From Cherry Cake and Ginger Beer by Jane Brocket
A few notes:
- This is a fairly tricky dough to play with, so I like to deal with a bit at a time; cutting off a chunk, rolling into a rectangle cutting in half and making into biscuits, rather than splitting the whole thing in half and having to roll each half out into a giant rectangle.
- Squish in lots and lots of currant, the more the merrier....more that you think, it'll make a difference to the final biscuit.
- You can make these as big and fat or small and dainty as you like. I like a sturdy but not too hefty size and thickness.
Makes a good biscuit tin-full
You will need
a baking sheet, well greased
200g self-raising flour
100 soft butter
125g caster sugar
2-3 tbsp milk
1 egg, beaten
a good sprinkling of granulated sugar
- Preheat your oven to 180°c.
- Sift the flour into a bowl and rub in the butter with the tips of your fingers (ooor you could do all this in a food processor, adding and whizzing everything in the same order).
- Mix in enough milk to bring everything together to a soft dough and turn out onto a floured surface.
- Roll out some of the dough (see notes) into a long rectangle. Then trim the edges and cut tin half so you have 2 rectangles the same size, about the height of your Garibaldi's length.

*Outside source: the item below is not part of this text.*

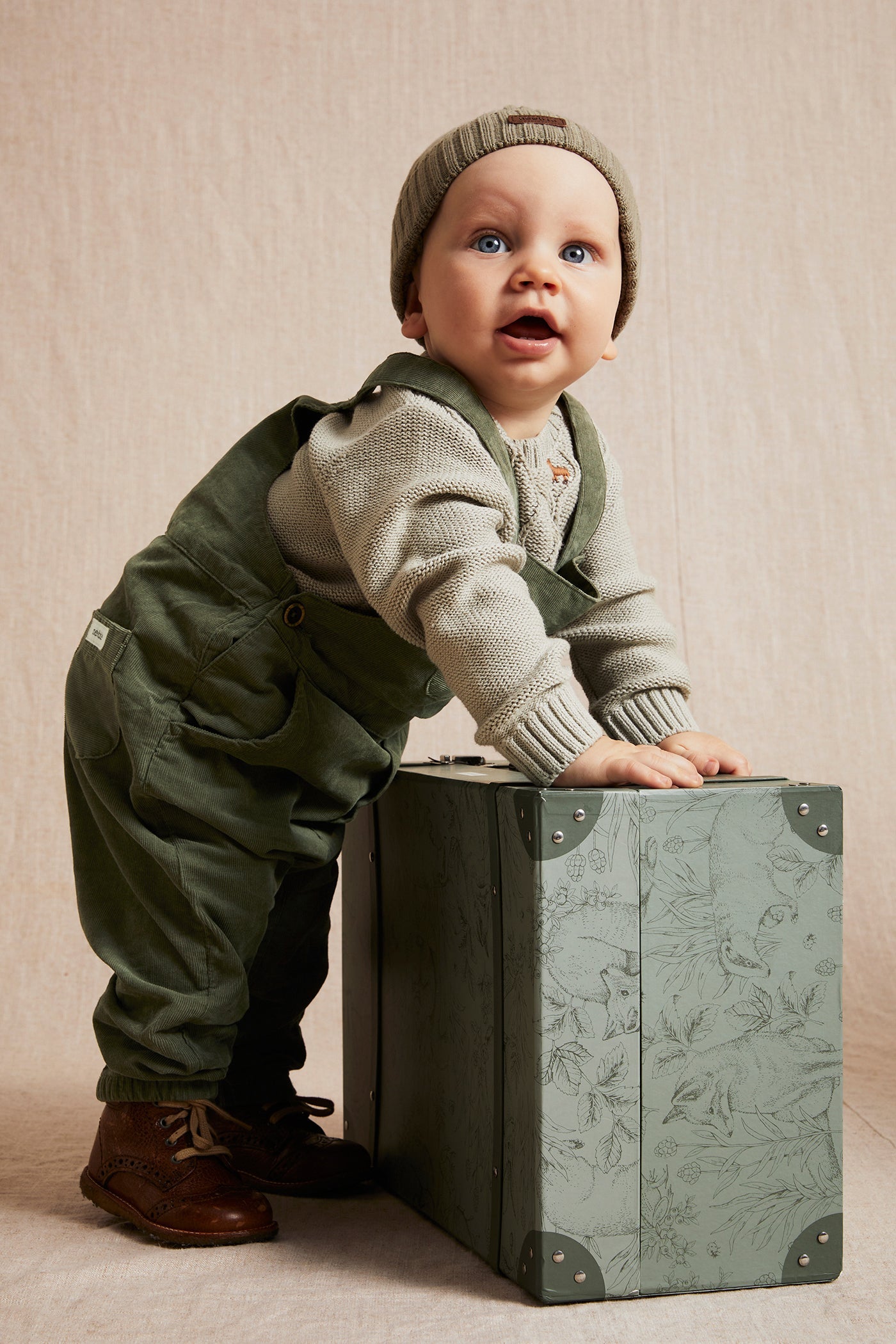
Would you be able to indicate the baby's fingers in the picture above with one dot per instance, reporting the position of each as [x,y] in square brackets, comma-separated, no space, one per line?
[655,769]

- Move one rectangle onto your baking sheet, brush with egg and sprinkle with lots of currants.
- Push the currants down into the dough and then pop the second rectangle on top.
- Brush the top with egg and then sprinkle liberally with granulated sugar.
- Slice into separate biscuits and shuffle them around so there is a gap between each one.
- Repeat this process until you've used up all your dough.
- Bake the biscuits for 12ish minutes, until golden and crisp looking and put the kettle on.